A part-time employee is a person who works less than the regular working hours during a work week. In the US, part-time employees work below 30-35 hours per week, although every company stipulates its own number of hours for part-time employees. So, to clarify whether a part-time employee can be salaried, the answer is “yes.” 

Technological advancements have enabled employees to handle some of their work at home. Besides that, many employers allow their employees to work on a part-time salaried basis, providing flexibility for both parties. 

HR leaders and managers must consider several practical issues when managing employees transitioning to part-time work. Some of these factors include:

  • Agreements on the new working plans and patterns
  • Monitoring the hours worked
  • Managing expectations and workloads
  • Work-life balance and employee well-being
  • Communication.

How HR can determine salaried employees

Determining whether an employee should be salaried is crucial (but challenging) work for HR. Not only are money matters sensitive, but several factors come into play when determining a fair and competitive remuneration rate for an employee. Some of these factors include:

  • Years of experience and education level and achievements
  • Industry
  • Location
  • In-demand skill sets
  • Supply and demand.

Additionally, there are further considerations for HR: 

1. Salaried employee or hourly employee?

Usually, the biggest challenge for employers is determining whether an employee should be salaried or paid hourly. Well, that depends: Is the worker exempt or nonexempt? 

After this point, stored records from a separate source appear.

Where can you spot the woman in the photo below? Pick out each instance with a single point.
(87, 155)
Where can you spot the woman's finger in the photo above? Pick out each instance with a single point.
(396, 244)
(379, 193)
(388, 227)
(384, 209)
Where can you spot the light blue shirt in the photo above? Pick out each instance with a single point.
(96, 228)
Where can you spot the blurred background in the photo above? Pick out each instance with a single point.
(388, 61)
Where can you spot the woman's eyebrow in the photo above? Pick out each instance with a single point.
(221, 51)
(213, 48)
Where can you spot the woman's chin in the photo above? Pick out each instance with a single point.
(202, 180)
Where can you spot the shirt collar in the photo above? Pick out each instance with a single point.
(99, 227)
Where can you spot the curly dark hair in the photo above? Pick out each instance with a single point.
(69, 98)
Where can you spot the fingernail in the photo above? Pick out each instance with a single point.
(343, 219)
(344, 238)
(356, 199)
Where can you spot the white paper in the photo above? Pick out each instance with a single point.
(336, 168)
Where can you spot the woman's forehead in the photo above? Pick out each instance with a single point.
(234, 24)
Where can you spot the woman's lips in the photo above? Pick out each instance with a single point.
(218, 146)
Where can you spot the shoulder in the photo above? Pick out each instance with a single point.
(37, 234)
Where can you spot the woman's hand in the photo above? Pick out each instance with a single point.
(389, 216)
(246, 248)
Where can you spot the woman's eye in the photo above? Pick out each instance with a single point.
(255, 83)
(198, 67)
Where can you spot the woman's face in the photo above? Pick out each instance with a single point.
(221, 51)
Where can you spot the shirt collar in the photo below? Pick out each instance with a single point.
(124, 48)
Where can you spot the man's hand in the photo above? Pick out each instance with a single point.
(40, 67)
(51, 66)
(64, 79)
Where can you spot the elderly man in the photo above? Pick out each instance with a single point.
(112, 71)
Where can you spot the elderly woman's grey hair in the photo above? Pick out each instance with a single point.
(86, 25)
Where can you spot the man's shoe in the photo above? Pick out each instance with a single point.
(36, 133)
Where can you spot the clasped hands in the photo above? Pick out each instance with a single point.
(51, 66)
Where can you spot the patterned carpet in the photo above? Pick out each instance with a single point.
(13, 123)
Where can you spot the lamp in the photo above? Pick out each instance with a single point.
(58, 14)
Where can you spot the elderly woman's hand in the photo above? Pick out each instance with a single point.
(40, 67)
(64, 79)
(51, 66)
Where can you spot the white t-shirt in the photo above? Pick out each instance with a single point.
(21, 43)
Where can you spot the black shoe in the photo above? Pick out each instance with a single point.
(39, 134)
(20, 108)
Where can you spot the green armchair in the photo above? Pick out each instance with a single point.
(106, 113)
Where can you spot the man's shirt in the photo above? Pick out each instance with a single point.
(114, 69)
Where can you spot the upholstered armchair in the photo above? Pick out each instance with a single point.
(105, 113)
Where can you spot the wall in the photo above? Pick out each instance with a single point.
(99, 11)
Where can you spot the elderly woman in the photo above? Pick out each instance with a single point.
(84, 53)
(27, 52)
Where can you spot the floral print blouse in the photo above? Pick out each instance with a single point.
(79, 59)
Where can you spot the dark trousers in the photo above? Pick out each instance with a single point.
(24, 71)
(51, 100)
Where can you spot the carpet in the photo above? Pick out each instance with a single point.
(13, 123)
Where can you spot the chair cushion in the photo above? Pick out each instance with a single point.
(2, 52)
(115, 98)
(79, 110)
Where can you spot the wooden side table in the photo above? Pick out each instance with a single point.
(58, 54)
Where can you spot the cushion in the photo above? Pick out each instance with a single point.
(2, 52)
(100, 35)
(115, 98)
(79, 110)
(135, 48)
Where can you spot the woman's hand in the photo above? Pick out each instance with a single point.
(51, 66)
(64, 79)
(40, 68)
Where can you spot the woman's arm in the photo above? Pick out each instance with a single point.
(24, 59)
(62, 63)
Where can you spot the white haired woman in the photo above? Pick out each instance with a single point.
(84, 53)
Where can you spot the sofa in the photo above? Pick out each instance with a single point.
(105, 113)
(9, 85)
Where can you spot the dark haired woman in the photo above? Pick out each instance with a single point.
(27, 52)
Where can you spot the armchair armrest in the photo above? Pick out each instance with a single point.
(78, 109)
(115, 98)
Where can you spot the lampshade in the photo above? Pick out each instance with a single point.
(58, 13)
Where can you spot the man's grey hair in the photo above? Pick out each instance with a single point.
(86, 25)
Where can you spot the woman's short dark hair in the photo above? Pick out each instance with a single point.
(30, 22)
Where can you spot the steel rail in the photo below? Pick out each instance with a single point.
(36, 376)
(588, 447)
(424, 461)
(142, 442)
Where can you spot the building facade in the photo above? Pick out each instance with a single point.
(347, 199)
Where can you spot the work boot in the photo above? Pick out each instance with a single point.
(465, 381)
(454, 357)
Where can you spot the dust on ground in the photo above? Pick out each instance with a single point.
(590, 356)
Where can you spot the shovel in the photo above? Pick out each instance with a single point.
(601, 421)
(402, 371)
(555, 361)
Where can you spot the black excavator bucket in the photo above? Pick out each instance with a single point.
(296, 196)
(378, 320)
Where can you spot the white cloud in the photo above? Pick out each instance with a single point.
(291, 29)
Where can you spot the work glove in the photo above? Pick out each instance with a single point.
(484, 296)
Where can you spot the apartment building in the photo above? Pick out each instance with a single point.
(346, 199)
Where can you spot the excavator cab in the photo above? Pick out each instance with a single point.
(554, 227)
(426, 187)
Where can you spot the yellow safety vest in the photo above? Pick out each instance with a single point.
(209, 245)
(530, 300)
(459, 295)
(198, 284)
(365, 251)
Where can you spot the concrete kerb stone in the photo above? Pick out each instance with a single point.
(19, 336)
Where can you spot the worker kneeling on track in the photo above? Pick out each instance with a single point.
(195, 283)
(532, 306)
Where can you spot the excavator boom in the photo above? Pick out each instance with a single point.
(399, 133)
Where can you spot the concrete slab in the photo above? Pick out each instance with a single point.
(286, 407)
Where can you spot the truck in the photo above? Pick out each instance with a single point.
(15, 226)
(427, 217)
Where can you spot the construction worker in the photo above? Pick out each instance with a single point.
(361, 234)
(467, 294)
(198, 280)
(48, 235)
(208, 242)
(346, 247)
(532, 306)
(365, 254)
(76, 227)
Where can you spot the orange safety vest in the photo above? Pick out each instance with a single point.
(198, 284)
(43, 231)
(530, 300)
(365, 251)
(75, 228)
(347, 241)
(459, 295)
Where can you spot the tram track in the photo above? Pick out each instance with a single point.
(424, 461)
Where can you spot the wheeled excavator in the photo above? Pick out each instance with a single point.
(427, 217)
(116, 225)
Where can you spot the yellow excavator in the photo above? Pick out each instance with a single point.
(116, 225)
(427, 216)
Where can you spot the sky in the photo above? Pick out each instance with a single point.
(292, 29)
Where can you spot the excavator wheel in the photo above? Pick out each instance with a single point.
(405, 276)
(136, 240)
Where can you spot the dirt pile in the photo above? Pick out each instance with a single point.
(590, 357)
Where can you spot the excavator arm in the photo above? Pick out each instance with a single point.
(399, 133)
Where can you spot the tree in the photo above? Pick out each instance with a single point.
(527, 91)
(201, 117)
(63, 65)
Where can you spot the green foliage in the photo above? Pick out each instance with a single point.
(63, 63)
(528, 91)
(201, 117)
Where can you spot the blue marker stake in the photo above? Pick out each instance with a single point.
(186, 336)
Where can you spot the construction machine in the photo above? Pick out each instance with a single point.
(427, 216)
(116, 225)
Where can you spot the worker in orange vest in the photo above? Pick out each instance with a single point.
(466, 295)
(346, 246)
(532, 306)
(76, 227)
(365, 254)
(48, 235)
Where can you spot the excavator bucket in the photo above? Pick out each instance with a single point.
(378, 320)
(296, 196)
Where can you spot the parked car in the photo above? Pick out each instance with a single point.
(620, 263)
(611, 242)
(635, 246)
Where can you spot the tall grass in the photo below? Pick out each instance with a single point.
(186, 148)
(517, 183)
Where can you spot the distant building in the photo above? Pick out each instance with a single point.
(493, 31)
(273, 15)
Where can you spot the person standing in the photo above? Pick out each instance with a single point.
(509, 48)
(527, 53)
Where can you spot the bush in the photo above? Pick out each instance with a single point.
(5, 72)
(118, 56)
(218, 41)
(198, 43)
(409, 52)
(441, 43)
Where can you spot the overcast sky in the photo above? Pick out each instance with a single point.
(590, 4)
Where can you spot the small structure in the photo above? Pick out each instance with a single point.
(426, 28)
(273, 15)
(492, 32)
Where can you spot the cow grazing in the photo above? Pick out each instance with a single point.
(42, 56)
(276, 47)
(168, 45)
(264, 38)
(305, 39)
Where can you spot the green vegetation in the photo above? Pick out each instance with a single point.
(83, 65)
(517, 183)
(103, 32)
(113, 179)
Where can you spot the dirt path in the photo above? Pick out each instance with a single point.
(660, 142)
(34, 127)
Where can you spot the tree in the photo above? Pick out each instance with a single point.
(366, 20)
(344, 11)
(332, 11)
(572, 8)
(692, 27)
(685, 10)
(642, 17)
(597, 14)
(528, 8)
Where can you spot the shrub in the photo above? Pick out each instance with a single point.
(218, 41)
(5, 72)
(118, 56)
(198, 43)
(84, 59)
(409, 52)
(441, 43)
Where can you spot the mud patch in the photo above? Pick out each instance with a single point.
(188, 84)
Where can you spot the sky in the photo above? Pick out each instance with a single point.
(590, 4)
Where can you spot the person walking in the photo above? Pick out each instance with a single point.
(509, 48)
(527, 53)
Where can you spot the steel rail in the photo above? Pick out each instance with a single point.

If they are classified as a nonexempt employee under FLSA, the employer must pay them hourly, which takes care of the decision for HR. However, the employer may consider making a salaried employee hourly if the employee’s weekly working hours aren’t consistent.

Salaried Employee vs. Hourly Employee

2. What are the state regulations and industry standards?

When considering your balance of salaried and hourly employees, it is crucial to keep state regulations and industry standards in mind. In the US, the FLSA determines whether or not an employee can be salaried or hourly. 

However, a combination of state laws and company laws regulate how employers approach the matter. For example, most states favor paying hourly employees over a certain period, while others prefer other compensations, such as benefits and PTO for salaried employees. Therefore, it’s crucial to consider state laws when determining an employee’s status.